Intervention de Anne-Yvonne Le Dain

Réunion du 11 mars 2015 à 10h30
Commission des lois constitutionnelles, de la législation et de l'administration générale de la république

Photo issue du site de l'Assemblée nationale ou de WikipediaAnne-Yvonne Le Dain, rapporteure :

Ce texte introduit une grande innovation et je m'étonne que la droite républicaine ne soutienne pas l'idée que la France puisse adopter une attitude différente par rapport à la common law, c'est-à-dire au droit anglo-saxon. Ce dernier est effectivement fondé sur l'idée que c'est la pratique qui construit le droit, celui-ci venant ensuite la confirmer. Notre droit étant au contraire fondé sur des principes ; il est normal que la France élabore un texte de loi qui s'appliquera à tous. De cette manière, nous nous inscrivons bien, en tant que puissance, dans la dynamique économique internationale, dans un monde qui a beaucoup changé et qui continue à évoluer : des démocraties y montent – douloureusement parfois. Dans les pays en voie de développement et les pays émergents, les sociétés humaines aspirent à la démocratie, à plus de richesse, à plus de confort et à plus de sécurité. Or, c'est bien de sécurité des personnes au travail qu'il est question dans cette proposition de loi. Si le monde a changé, c'est non seulement parce qu'il s'est agrandi mais aussi parce que tout y est visible immédiatement. L'image est instantanée ; le drame est là. Le législateur français ne peut donc y rester indifférent, faire comme s'il ne le voyait pas et continuer à « renvoyer la balle » à des instances internationales. Car si celles-ci délibèrent et construisent une agora mondiale, elles ont du mal à en faire une réalité concrète qui nous concerne au quotidien.
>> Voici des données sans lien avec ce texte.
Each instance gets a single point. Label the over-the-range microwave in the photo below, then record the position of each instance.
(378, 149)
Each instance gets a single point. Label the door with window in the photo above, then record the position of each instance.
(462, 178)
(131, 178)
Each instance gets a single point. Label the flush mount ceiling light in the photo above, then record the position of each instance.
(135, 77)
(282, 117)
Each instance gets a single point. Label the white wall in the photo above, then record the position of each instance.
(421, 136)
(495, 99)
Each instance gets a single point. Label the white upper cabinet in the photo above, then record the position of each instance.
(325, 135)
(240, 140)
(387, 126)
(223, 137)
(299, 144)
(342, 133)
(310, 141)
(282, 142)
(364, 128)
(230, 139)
Je remercie donc Dominique Potier d'avoir eu le génie de prendre cette initiative, il y a deux ans, avec l'ensemble des groupes politiques de la majorité élargie. Cela était nécessaire. Mais il convenait aussi de faire en sorte que ce droit nouveau puisse s'appliquer. Nous y sommes : pour la première fois à l'échelle mondiale, la faute va être caractérisée par le défaut de vigilance. Nous conférons en outre au juge une palette d'options : l'astreinte, l'amende civile et la publicité. Cette loi est donc fondée sur la force propre de la société française, l'objectif étant d'exiger des sociétés qu'elles donnent à voir les plans de vigilance construits par leurs directions générales. Nous construisons de la démocratie dans l'entreprise, de la solidité, de la vigilance et du droit moral puisque nous visons à garantir le droit des personnes, leur sécurité, leur vie et leur avenir, autant que les nôtres, dans un monde globalisé. Ne nous recroquevillons pas sur notre petit territoire national, ne nous abritons pas derrière un système international qui ne trouve pas à s'appliquer et que nous transcrivons en droit national selon nos traditions ! Si l'Europe se construit à la fois sur la soft law et sur notre droit, bâtissons-la ensemble afin que, dans la mondialisation, notre continent devienne un lieu de sécurité des biens et des personnes et surtout de liberté des personnes physiques et morales.